California deputy on leave after violently removing carjacking victim from vehicle, sheriff says
By Eliott C. McLaughlin and Stella Chan, CNN
(CNN) -- Believing they had stopped a stolen car after a miles-long pursuit, two California sheriff's deputies tried to arrest a carjacking victim, who died after the encounter in which one deputy appears to slam the man's skull into a car door and put him in a neck hold as the other deputy twice deployed his Taser.
Body camera video from last month's incident begins mid-chase, during which authorities say David Ward, 52, twice stopped for deputies only to flee again. Speeds at one point reach 73 mph before a deputy, trailed by two officers from the Sebastopol Police Department, stop Ward at a dead end in Bloomfield, about a 30-minute drive southwest of Santa Rosa.

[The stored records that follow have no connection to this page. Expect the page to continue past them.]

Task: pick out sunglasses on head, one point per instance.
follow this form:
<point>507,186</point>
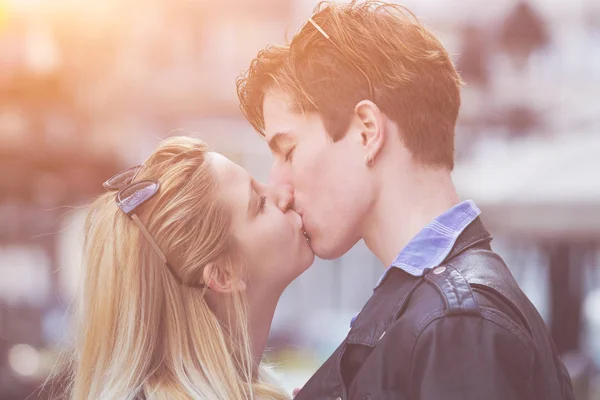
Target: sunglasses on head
<point>130,196</point>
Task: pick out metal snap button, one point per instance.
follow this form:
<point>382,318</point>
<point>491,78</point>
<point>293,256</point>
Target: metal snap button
<point>439,270</point>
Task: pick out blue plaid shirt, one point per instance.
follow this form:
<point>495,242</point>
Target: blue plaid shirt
<point>433,243</point>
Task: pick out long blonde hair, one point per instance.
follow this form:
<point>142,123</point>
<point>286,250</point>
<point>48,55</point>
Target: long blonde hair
<point>137,331</point>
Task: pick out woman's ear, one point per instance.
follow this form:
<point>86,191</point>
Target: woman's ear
<point>220,280</point>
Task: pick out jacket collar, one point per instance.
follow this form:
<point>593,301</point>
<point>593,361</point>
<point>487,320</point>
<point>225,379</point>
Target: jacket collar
<point>390,297</point>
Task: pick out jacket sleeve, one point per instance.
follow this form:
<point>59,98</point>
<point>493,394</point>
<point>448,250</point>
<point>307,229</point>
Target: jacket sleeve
<point>469,357</point>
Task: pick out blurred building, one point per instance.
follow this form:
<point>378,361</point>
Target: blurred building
<point>88,88</point>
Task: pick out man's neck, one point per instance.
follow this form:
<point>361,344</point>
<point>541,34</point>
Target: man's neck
<point>261,310</point>
<point>403,209</point>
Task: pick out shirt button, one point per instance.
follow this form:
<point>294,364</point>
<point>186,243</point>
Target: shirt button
<point>439,270</point>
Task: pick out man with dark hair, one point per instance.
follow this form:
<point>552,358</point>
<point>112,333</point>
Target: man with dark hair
<point>359,110</point>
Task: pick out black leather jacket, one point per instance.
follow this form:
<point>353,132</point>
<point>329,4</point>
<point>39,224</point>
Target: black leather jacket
<point>463,331</point>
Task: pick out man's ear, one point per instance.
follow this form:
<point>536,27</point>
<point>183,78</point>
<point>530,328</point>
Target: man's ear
<point>220,280</point>
<point>372,123</point>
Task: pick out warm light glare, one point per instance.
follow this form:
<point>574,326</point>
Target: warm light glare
<point>24,360</point>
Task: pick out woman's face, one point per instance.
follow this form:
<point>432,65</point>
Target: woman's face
<point>271,235</point>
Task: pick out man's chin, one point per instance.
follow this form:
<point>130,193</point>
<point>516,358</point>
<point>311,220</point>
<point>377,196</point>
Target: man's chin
<point>327,252</point>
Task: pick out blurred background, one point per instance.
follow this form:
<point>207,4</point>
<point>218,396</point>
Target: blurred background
<point>89,88</point>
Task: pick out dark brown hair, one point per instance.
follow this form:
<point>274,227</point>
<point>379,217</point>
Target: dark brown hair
<point>376,51</point>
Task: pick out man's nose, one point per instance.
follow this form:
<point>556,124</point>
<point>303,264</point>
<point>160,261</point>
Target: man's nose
<point>283,196</point>
<point>279,176</point>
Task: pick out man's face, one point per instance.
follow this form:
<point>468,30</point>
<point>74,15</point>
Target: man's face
<point>332,189</point>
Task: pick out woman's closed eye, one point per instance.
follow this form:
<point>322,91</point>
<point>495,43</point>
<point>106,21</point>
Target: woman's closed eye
<point>262,202</point>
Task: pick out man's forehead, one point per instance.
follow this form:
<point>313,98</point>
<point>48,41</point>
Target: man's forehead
<point>278,115</point>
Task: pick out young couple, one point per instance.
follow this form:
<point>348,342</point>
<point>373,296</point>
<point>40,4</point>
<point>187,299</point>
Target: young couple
<point>186,256</point>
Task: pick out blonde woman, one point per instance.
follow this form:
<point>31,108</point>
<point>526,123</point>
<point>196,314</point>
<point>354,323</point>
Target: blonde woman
<point>185,258</point>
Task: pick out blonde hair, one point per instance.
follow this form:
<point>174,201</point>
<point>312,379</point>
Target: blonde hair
<point>363,50</point>
<point>137,331</point>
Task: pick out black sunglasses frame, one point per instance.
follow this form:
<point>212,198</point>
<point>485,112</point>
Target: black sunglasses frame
<point>130,196</point>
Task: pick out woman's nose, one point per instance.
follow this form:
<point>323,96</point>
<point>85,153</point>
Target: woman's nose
<point>283,196</point>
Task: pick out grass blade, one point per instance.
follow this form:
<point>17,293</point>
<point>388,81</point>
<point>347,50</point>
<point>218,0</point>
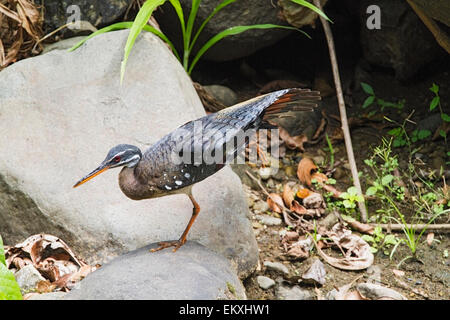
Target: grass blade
<point>215,11</point>
<point>312,7</point>
<point>139,22</point>
<point>233,31</point>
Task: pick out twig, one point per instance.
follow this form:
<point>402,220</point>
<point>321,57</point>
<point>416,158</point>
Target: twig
<point>440,36</point>
<point>344,121</point>
<point>417,227</point>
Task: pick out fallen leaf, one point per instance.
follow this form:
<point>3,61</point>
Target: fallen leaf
<point>305,169</point>
<point>275,202</point>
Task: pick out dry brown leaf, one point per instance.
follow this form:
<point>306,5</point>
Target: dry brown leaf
<point>305,169</point>
<point>357,254</point>
<point>275,202</point>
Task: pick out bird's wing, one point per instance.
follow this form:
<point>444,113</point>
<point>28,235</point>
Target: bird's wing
<point>201,147</point>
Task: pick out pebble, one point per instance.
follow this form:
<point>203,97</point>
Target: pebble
<point>260,206</point>
<point>268,220</point>
<point>265,282</point>
<point>276,266</point>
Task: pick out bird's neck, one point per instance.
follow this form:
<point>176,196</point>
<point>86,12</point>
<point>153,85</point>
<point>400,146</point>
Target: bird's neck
<point>131,186</point>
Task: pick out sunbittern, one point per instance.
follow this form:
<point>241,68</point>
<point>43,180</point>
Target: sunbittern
<point>163,169</point>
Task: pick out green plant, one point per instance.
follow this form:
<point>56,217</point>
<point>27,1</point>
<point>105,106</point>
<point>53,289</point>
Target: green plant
<point>436,102</point>
<point>367,88</point>
<point>380,241</point>
<point>351,198</point>
<point>9,289</point>
<point>188,35</point>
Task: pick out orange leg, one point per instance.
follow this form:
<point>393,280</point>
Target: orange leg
<point>178,243</point>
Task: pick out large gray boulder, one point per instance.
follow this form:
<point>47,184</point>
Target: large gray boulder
<point>61,112</point>
<point>192,273</point>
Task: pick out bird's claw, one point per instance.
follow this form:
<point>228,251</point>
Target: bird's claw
<point>166,244</point>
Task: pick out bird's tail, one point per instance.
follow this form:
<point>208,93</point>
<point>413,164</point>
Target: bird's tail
<point>294,99</point>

Deputies Charlie Blount and Jason Little, veterans with the Sonoma County Sheriff's Office, try to extract Ward from the car, but they struggle because Ward's legs are apparently pinned beneath the steering wheel.
Both deputies exclaim that Ward bites them during the arrest attempt, and the body camera footage shows Blount pull Ward's head out of the car window by his hair. Just as Little deploys his Taser for the first time, Blount appears to smash Ward's head into the top of the car door.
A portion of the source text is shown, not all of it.